Sahibi Leyla Özbayram genç, iddialı ve neyi niye yaptığını gayet iyi bilen biri. Bulgaristan göçmeni bir ailenin kızı. Baba mesleğinden dolayı ‘biletleme’ ile uğraşırken bir gün “Ben krepçi açacağım” demiş ve MSA’da eğitime başlamış. “Her Pazar anneannem akıtma yapardı ve ben çok severdim, Rusya’da ve Avrupa’da yaşarken pancake’çilere çok gittim, orada çok popüler. Burada niye olmasın diye düşündüm” diyor. Bu işi kafaya koyduktan sonra vazgeçirmek isteyen kimseyi de dinlememiş. “Burası eskiden butikmiş, ondan önce de cafe. Burayı tuttuğumda civardakiler ‘aman kızım, burası hep kapandı, burası doğru yer değil’ dediler, oysa ben öyle bir yer seçtim ki, buraya gelenlerin çoğu Avrupa’da bulunmuş ve bu kültüre aşina insanlar. Tutacağından çok emindim” diyor. Ara sokak olmasının büyük avantajını görmüş Leyla Hanım. Birçok kişi caddenin hengamesinden kaçıp buraya sığınmış. Burası Mayıs ayında açılmış, Leyla Hanım eksikler tamamlansın, mekan otursun diye şimdiye dek pek duyurmamış; “Krep makinesi Fransa’dan geldi, birçok tarif denedik, sonunda 24 tanesinde karar kıldık” diyor. Her birinin seveni de farkı. Alternatif çok olunca bizim seçmemiz uzun sürdü. Ben mantar, jambon ve hardal sosuyla yapılan New Yorker’ı seçtim. Kayrak taşında Akdeniz yeşillikleri ile servis edildi, tam seçimimden çok mutluydum ki Popeye’s söyleyen arkadaşıma –o da ıspanak, taze kaşar ve mantarlı- daha görkemli bir tabak geldi. Diyeceğim o ki, ne söylerseniz söyleyin yandakinin tabağında gözünüz kalıyor. Sunumlar gerçekten göz alıcı! Bir nevi taco tadında cheddar peynirli The Crepe Escape Original menünün ağır topu. Biz kalabalık gittiğimiz için herkes birbirinin tabağından tattı, füme dil eti ve taze kaşarlı Marie Antoinette’i de tattık, Akdeniz yeşillikleri ve baharatlı tavuklu Juluise’i de... Halimizden memnunken bu kez tatlılar geldi. Leyla Hanım mevsimsel ürünlere de yer vermeyi seviyor. Mesela gittiğimiz hafta sonu portakal likörü ve dondurmalı bir krep vardı, bir tane ayvalı tarçınlı bademli, bir tane de beyaz ve bitter çikolatalı söyledik. Sonuçta herhalde üç kilo almış olarak çıktık mekandan! Hamurunu çok beğendiğimi söyleyebilirim, menüde en çok hoşuma giden detay da glutensiz, tam tahıllı, vegan yada Bacon seçeneklerinin düşünülmüş olması.

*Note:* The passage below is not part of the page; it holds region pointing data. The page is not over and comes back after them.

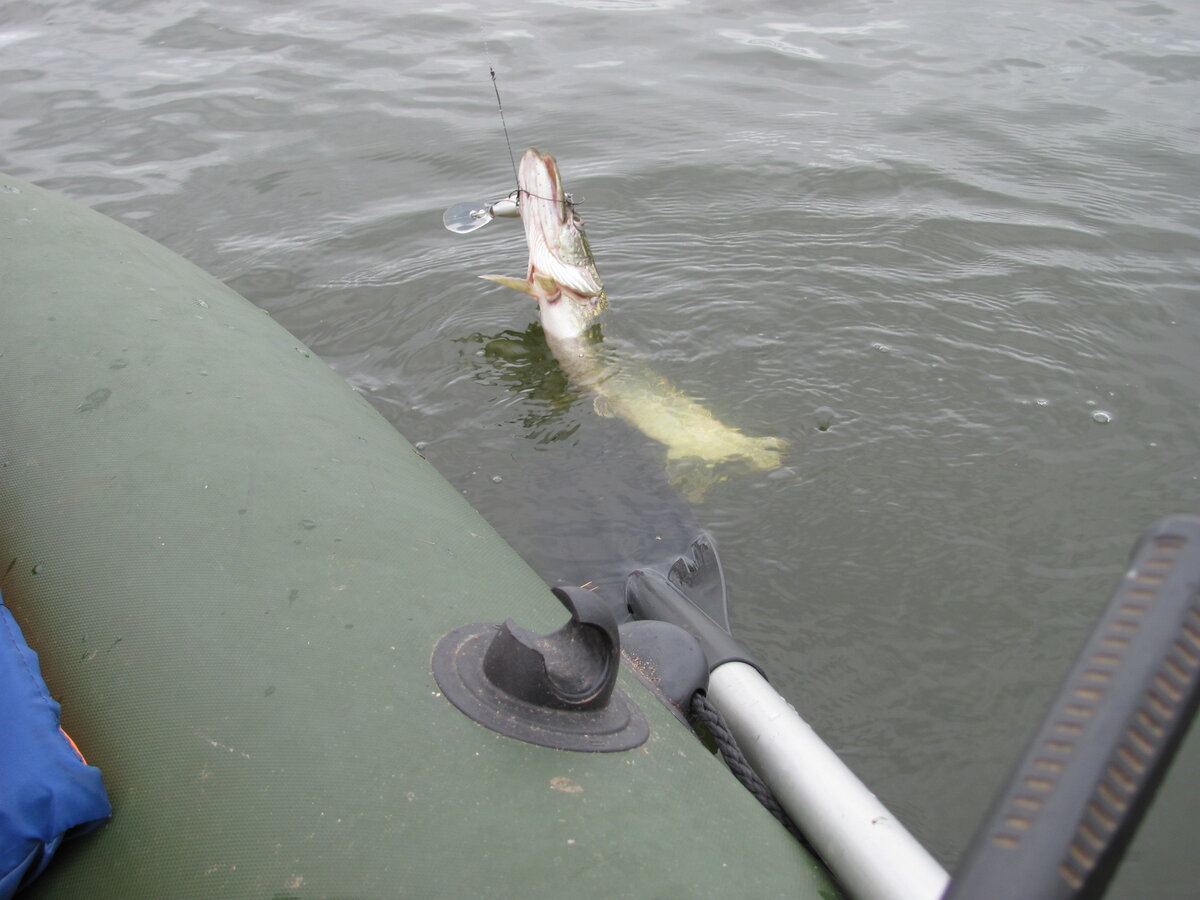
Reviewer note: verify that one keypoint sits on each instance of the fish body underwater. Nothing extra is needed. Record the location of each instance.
(563, 279)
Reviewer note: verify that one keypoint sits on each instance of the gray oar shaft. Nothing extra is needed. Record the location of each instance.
(871, 855)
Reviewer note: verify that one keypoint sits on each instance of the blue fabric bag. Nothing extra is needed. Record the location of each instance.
(47, 790)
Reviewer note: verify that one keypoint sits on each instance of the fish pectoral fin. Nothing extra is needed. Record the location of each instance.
(603, 406)
(508, 281)
(545, 283)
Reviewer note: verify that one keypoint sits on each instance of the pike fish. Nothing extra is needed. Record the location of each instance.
(563, 279)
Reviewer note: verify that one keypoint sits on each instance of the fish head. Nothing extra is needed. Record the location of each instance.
(562, 271)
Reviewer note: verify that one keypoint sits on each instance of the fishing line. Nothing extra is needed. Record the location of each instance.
(496, 87)
(568, 201)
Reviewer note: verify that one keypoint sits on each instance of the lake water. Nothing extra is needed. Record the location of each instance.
(948, 251)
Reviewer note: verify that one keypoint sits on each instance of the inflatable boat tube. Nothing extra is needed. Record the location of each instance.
(235, 573)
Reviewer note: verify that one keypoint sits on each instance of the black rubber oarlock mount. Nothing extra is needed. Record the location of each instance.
(555, 690)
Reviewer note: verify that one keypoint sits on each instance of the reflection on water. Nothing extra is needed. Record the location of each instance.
(522, 363)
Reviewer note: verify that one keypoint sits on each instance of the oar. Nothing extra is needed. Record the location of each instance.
(1059, 828)
(871, 855)
(1061, 825)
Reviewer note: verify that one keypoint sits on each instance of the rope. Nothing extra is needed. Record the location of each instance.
(733, 757)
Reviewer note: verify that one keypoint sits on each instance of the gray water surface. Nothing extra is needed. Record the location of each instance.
(948, 250)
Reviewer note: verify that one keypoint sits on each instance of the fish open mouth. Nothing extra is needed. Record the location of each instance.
(558, 246)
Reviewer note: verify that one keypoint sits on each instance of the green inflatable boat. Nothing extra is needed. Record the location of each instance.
(309, 669)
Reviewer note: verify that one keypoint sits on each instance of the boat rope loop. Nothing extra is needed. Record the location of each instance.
(733, 757)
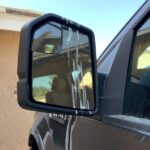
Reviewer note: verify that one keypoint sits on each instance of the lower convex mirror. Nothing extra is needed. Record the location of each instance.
(62, 66)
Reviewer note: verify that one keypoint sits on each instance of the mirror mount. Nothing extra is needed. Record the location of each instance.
(26, 71)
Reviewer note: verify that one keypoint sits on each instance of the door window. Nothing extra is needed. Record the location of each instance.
(137, 95)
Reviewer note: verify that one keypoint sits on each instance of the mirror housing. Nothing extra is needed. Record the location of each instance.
(25, 66)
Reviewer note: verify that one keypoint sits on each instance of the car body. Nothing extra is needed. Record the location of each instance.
(120, 124)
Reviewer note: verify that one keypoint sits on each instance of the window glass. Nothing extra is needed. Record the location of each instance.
(137, 96)
(108, 59)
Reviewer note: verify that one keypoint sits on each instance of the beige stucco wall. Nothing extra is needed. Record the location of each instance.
(14, 121)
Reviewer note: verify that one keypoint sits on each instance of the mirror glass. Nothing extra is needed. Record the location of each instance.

Unutmadan çay ve kahveyi de söyleyeyim. Ronnefeldt çayları ve Julius Meinl kahveler, yazın ise el yapımı limonata gibi çeşitler var. Yani Leyla Hanım her şeye çok özenmiş! Şimdi ikinci mekan arayışına başlamış bile… Bence konsept çok başarılı ve 10 yıl sonra İstanbul’da The Crepe Escape birçok noktada görebiliriz!